The pepper is small and finger-ling sized, slender, and thin-walled. It turns from green to red upon ripening, however it is usually harvested while green. The name refers to the fact that the tip of the chili pepper (tōgarashi) looks like the head of a lion (shishi), and in Japanese it is often abbreviated as shishitō. It is thin-skinned and will blister and char easily compared with thicker skinned varieties.
The peppers au naturale 
I love serving these as an appetizer. They are delicately sweet and usually mild. About one out of every ten peppers is spicy. You may get one in your batch or may not.  Of course the spiciness can be increased after cooking as well. They are incredibly easy and quick to make. You can alter the ingredients as you wish – these are my favorite additions.
  • 20 Shisito peppers
  • 2 Tb olive oil
  • 1 tsp kosher or sea salt
  • 1 tsp toasted sesame oil
  • 2 tsp soy sauce
  • 2 tsp lemon juice
  • Togarashi (optional- a Japanese mixture of spices which contains chilies) 

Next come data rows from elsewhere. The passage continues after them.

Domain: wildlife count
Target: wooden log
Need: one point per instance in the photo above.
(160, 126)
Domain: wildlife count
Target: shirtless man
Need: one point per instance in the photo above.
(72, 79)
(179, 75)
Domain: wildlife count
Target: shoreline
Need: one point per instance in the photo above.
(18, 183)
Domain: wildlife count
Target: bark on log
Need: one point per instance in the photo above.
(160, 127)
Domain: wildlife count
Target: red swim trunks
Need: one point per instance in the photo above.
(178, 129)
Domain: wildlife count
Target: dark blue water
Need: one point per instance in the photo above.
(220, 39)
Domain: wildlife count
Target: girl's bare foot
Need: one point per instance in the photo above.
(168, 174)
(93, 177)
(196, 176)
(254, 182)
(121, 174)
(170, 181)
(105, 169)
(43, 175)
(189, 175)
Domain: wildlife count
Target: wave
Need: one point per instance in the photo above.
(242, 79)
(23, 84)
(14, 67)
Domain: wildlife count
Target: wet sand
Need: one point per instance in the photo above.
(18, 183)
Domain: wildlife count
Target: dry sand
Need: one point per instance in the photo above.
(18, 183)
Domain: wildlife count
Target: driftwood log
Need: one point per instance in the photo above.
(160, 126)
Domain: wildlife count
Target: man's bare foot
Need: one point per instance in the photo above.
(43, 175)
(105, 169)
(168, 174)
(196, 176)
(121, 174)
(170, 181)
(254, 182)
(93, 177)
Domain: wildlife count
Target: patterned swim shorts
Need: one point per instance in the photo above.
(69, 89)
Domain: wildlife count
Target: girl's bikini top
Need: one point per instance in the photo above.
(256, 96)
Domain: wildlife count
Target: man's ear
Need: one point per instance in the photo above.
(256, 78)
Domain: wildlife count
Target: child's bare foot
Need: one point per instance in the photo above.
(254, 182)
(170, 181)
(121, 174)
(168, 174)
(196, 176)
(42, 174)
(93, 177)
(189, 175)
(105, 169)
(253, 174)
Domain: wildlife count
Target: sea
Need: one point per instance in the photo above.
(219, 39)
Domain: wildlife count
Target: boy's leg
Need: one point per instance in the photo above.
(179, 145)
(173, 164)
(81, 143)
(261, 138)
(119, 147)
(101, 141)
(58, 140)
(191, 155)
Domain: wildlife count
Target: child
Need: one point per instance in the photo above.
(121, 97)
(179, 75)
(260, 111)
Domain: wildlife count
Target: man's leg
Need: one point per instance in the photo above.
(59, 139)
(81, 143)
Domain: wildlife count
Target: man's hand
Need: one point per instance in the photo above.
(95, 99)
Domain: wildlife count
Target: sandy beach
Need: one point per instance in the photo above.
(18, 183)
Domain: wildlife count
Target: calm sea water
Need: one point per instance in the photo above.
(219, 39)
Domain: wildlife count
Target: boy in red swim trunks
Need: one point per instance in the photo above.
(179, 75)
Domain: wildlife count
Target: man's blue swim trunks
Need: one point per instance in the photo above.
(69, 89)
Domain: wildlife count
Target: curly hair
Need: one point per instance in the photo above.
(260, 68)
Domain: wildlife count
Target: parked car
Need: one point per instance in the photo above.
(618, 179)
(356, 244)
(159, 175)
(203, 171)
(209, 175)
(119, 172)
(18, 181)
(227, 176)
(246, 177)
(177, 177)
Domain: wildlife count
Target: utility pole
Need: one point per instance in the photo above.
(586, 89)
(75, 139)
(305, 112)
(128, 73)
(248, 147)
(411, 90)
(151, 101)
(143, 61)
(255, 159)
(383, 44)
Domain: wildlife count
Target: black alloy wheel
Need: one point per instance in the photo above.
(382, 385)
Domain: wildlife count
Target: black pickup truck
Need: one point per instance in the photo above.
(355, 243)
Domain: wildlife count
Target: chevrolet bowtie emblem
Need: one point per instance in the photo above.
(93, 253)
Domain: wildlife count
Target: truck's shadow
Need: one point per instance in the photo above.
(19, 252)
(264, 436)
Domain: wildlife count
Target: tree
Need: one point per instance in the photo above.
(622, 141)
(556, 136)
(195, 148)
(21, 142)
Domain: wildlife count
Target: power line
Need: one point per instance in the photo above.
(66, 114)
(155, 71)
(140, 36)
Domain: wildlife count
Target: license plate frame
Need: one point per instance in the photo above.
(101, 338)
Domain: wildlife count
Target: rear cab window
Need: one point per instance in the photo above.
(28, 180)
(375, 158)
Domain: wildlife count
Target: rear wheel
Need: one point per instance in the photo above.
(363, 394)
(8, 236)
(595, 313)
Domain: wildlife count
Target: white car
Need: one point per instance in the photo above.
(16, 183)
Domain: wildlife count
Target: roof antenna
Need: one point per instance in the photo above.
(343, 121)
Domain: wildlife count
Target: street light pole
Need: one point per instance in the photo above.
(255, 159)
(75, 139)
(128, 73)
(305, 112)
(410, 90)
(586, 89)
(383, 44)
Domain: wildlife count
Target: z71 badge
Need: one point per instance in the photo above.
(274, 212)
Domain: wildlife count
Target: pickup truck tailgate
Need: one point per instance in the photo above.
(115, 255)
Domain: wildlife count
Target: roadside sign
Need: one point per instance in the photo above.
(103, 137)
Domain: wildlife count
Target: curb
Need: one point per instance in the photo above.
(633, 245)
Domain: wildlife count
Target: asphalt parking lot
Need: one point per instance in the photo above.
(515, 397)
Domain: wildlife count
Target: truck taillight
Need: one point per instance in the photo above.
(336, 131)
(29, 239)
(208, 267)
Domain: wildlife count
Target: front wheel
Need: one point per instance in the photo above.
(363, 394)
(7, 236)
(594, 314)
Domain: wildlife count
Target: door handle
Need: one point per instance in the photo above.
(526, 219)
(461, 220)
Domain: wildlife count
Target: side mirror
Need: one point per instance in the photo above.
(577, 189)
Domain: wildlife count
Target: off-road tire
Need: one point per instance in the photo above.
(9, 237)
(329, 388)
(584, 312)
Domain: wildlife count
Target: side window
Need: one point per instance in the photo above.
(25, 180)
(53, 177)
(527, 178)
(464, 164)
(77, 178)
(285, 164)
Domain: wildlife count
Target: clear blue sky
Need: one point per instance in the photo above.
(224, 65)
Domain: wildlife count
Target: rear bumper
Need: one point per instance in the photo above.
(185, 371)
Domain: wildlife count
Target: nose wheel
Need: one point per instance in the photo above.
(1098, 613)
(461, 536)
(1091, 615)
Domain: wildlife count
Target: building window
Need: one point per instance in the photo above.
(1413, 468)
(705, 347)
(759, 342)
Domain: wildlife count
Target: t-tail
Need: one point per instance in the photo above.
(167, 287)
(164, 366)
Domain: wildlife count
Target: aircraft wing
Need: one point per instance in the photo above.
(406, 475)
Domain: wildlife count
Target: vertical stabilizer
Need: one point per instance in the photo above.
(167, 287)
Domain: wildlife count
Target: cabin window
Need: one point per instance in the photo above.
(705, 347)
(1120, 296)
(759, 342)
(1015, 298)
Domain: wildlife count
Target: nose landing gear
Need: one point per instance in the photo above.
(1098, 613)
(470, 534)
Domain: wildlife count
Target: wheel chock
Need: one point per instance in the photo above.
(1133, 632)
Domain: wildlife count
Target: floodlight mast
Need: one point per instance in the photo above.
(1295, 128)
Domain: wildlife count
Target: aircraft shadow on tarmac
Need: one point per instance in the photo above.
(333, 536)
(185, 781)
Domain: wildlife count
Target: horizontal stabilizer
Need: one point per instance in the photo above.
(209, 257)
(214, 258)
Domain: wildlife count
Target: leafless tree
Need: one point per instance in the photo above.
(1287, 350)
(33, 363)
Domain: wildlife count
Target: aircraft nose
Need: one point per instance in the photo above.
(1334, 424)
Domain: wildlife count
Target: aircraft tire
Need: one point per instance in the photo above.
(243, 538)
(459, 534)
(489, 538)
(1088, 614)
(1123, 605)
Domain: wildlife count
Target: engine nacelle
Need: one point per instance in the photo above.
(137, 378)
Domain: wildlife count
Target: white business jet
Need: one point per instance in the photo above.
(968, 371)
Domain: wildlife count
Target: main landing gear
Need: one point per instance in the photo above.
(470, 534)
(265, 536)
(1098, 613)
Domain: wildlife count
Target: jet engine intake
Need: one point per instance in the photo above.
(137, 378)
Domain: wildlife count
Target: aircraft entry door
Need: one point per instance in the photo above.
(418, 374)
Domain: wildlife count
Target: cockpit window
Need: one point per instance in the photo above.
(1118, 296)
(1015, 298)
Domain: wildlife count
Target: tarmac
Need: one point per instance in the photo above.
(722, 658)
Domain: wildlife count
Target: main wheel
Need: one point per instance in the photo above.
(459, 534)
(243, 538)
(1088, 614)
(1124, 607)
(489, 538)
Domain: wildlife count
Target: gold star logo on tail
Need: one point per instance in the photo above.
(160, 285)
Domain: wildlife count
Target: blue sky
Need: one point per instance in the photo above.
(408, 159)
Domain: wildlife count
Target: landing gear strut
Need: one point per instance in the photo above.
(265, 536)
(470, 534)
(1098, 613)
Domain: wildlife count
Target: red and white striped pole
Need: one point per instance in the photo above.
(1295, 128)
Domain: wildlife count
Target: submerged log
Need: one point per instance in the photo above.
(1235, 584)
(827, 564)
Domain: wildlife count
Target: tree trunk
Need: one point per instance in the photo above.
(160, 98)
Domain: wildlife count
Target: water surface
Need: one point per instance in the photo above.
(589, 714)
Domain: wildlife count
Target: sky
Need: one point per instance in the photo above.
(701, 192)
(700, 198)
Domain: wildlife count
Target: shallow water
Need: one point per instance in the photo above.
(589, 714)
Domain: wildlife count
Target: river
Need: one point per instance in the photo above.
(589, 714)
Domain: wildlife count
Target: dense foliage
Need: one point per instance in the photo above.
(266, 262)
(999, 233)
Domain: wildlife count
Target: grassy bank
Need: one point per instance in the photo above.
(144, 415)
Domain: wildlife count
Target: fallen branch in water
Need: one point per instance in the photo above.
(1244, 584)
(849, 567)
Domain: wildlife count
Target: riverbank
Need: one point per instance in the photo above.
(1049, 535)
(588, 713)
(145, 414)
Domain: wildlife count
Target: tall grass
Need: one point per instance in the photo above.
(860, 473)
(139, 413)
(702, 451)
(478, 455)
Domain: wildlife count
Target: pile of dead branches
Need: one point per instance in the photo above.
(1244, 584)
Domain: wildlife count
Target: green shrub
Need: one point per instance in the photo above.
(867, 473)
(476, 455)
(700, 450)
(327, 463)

Wash and dry 20 or more whole shisito peppers. In a hot skillet, heat to high and add 2 Tb olive oil until almost smoking. Add the shisito peppers and toss in hot oil until blistered, about 4 to 5 minutes. Turn off heat and quickly add 1 tsp toasted sesame oil and 2 tsp soy sauce to pan, (careful - it will vigorously sizzle).  Remove from heat, transfer to bowl and sprinkle with 1 tsp kosher or sea salt, and 2 tsp lemon juice over the charred peppers.  If you wish more spice or heat, sparingly add a sprinkle of Togarashi.  
Note the little blisters on the peppers
Almost done!
Eat immediately. Don't eat the stems or end nearest stem. Consider the stems your handle!

Shisito peppers can also be cooked on the grill.  Heat the grill to medium high (about 375 – 425 degree F).  Meanwhile place your clean and dried peppers in a medium bowl, add 2 Tb olive oil, and toss to coat. Set aside.

When the grill is ready, place the peppers on it in a single layer, making sure they are not touching; reserve the bowl they were in. Grill the peppers uncovered, turning them occasionally, until they start to char and blister, about 6-8 minutes total. Return the peppers to the bowl toss immediately with 1 tsp kosher salt, a dash of sesame oil, 2 tsp soy sauce and lemon juice.

There just may not be a wine pairing here – perhaps a good quality cold sake or beer would work best.  This is a fun – very IN – appetizer right now and so very simple to make.  The occasional hot one just adds drama and perhaps laughs to your cocktail time. Give it a try!  There is a reason for its popularity – it’s fun and tastes great.